Table 4 compares the torque ripple achieved with different control approaches for a given speed of 2000 r/min. Torque ripple refers to the variation in torque output of a motor during operation, often undesirable as it can lead to vibrations, noise, and decreased performance in applications requiring precise torque control. The proposed MGA-CANN approach integrates multiple objectives and cooperative strategies within a genetic algorithm framework to optimize control parameters for reducing torque ripple. This advanced technique achieves a significantly lower torque ripple of 5.2% at 2000 r/min compared to the other methods.
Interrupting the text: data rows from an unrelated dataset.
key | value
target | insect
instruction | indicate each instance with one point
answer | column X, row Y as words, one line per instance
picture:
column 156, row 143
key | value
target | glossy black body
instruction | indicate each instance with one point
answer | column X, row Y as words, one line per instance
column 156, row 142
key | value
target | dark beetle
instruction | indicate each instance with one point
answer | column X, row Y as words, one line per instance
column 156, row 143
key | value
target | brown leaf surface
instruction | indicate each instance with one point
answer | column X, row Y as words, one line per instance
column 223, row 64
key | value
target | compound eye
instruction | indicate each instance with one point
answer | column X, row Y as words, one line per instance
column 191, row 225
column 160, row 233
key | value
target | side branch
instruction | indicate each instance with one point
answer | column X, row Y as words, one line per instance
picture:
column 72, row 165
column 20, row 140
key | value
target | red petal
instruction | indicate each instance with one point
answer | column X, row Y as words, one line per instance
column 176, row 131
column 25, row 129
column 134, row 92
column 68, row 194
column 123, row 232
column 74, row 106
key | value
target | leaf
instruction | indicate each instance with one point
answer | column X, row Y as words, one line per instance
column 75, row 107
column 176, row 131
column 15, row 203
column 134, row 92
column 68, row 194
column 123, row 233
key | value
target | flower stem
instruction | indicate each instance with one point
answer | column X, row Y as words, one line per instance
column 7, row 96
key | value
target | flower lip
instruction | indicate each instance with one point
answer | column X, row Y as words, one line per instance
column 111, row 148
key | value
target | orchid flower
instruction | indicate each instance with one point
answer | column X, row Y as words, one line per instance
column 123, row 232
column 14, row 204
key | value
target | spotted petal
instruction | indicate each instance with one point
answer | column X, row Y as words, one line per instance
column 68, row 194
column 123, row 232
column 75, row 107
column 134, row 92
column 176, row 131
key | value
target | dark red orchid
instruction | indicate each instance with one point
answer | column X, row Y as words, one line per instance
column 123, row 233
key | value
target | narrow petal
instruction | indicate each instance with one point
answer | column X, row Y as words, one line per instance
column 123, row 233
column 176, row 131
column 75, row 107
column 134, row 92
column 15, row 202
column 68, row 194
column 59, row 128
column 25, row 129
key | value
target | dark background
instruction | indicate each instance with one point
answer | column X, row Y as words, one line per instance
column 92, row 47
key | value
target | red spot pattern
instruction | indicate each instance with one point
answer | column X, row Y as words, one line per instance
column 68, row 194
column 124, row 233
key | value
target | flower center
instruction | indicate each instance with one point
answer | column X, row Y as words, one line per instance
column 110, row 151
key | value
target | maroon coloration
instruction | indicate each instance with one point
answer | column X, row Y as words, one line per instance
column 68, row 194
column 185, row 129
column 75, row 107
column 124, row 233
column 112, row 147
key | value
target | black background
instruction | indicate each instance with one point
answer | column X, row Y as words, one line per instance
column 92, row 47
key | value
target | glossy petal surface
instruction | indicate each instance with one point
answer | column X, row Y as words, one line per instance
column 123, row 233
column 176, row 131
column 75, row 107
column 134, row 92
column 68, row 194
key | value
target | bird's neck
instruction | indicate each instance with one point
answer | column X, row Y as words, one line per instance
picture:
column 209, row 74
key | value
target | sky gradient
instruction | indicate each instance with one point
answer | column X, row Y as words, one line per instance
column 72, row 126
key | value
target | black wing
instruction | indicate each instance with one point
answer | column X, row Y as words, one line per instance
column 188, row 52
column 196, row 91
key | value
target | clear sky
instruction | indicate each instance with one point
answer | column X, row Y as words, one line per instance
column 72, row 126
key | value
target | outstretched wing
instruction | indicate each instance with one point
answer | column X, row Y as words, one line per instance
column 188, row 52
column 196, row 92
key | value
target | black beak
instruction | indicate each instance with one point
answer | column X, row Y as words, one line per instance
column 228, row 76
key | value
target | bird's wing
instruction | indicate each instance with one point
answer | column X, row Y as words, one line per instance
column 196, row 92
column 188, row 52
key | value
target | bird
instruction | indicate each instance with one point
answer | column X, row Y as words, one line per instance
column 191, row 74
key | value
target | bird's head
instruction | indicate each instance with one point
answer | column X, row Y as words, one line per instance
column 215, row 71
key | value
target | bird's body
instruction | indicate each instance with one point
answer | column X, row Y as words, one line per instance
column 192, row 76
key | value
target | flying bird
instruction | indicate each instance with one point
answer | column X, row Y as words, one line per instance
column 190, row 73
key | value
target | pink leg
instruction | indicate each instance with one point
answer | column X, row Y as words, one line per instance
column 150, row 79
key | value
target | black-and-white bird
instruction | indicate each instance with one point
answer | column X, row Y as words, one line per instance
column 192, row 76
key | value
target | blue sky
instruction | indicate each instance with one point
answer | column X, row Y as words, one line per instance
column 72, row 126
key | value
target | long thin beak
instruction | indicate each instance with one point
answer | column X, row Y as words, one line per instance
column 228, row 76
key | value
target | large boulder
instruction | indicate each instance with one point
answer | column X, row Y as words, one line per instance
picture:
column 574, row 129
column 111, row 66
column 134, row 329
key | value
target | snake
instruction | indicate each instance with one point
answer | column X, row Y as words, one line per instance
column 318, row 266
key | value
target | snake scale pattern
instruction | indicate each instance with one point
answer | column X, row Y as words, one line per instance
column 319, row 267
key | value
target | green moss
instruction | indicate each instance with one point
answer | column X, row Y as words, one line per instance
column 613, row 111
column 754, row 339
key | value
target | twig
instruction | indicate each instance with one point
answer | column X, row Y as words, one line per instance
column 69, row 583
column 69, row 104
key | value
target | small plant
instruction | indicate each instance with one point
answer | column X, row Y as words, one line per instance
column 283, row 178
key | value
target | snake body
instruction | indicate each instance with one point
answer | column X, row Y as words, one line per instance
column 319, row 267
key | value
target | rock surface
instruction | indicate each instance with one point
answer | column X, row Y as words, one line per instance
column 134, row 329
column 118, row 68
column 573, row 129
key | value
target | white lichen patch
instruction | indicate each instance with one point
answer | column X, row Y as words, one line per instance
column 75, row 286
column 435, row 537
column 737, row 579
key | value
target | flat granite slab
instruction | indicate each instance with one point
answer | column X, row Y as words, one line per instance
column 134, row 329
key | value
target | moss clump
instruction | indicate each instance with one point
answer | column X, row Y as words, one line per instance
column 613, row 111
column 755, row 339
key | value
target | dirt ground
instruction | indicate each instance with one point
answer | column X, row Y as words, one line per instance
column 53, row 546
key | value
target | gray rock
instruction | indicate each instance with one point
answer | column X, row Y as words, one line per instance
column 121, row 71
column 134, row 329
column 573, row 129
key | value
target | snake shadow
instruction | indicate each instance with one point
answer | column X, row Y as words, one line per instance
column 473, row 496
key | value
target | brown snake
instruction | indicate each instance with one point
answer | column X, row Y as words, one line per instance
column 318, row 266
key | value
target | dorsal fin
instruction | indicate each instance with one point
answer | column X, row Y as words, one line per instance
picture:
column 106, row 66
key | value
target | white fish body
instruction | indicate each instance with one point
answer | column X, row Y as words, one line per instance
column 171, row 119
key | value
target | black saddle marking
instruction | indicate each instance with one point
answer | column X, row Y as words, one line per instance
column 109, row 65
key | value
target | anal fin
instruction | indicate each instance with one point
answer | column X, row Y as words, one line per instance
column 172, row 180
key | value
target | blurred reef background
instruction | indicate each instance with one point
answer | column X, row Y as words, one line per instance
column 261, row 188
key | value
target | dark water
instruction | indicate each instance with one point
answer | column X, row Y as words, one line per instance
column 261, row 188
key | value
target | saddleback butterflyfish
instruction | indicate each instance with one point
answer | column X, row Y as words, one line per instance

Table 4 Comparison of torque ripple with different control approaches

The convergence curve in Fig. 25 illustrates the convergence characteristics of different control techniques, namely artificial neural networks (ANN) and genetic algorithm optimized ANN (GA-ANN), along with the proposed MGA-CANN. The proposed MGA-CANN technique exhibits superior convergence, emphasizing its efficacy in minimizing torque ripples compared to other approaches. The curve showcases the proposed strategy's ability to achieve minimal torque ripple values, highlighting its strength in refining the control process and enhancing the stability and precision of SRM.

Fig. 25
figure 25

Convergence curve for controller performance

The efficiency of SRMs is compared using three intelligent control techniques: ANN, GA-ANN, and the proposed MGA-CANN. The efficiency values for each technique are presented in the Fig. 26, showcasing ANN with a maximum efficiency of 79.2%, GA-ANN with a maximum efficiency of 83.6% and the proposed MGA-CANN with a notably higher efficiency of 90.25%. This comparison highlights the superior performance of the MGA-CANN technique in enhancing the overall efficiency of SRMs compared to the conventional methods. The increased efficiency implies that the proposed MGA-CANN control strategy marks a notable advancement in intelligent motor control.

Fig. 26
figure 26

Comparison of SRM efficiency using intelligent control techniques

5 Conclusion

This research signifies a remarkable leap forward in the domain of sensorless control for SRMs through the utilization of IDTC techniques. The pivotal innovation lies in the integration of a (MGA-CANN controller, effectively eliminating the need for external sensors. This strategic integration not only brings about a significant reduction in costs but also contributes to a noteworthy enhancement in SRM efficiency and responsiveness. The MGA-CANN controller plays a crucial role in achieving precise torque control, maintaining an average torque with minimal oscillations. Comparative analyses against existing control methods underscore the superior performance of the proposed system, showcasing a remarkable reduction in torque ripple (5.2%) and an impressive increase in efficiency 90.25%. This study, thus, stands as a commendable achievement in motor control technology, offering a cost-effective, stable, and efficient solution for SRMs through the incorporation of intelligent control strategies.